A woman named Rosemary Wilcox stood by the booth. She had fallen in love with a man from the city and tried to run off with him, but only he had made it out. Her eyes were dark and sunken into what was once a pretty face. She remembered my father from when he was little, and told him how nice it was to see him again, so big and tall and handsome.
The crowd around the booth grew larger, and moved in closer, and my father found he couldn’t move. There was no space for it. Crowding up close beside him at the edge of the booth was a man older even than Willie. He was like petrified life. His skin had dried and grown tight around his bones, and his veins were blue and as cold-looking as a frozen river.
“I—I wouldn’t trust that dog,” the man said slowly. “I just wouldn’t take the chance, son. He didn’t get you before but you never know about the next time. S’unpredictable. So sit tight,” he said, “and tell us all about the world you want to go to, and the things you want to find there.”
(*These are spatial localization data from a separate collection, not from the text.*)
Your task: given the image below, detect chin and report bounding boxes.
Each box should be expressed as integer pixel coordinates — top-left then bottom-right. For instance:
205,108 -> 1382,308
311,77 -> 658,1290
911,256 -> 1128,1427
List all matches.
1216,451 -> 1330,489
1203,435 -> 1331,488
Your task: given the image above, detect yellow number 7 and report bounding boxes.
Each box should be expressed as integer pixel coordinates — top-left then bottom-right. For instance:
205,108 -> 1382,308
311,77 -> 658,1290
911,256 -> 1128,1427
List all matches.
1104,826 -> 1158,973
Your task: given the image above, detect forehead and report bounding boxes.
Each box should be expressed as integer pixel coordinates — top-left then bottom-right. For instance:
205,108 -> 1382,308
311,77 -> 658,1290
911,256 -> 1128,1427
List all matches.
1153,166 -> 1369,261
And the old man closed his eyes, and so did Willie, and so did they all, all of them wanting to hear about the bright world my father knew was waiting for him just around the bend, on the other side of this dark place. And so he told them, and when he finished they all thanked him and smiled.
And the old man said, “That was nice.”
“Can we do it again tomorrow?” someone said.
“Let’s do it again tomorrow,” another whispered.
“It’s good to have you,” a man said to my father. “Good to have you here.”
“I know a real nice girl,” Rosemary said. “Pretty, too. Looks like me a little bit. I’d be happy to get you two together, if you know what I mean.”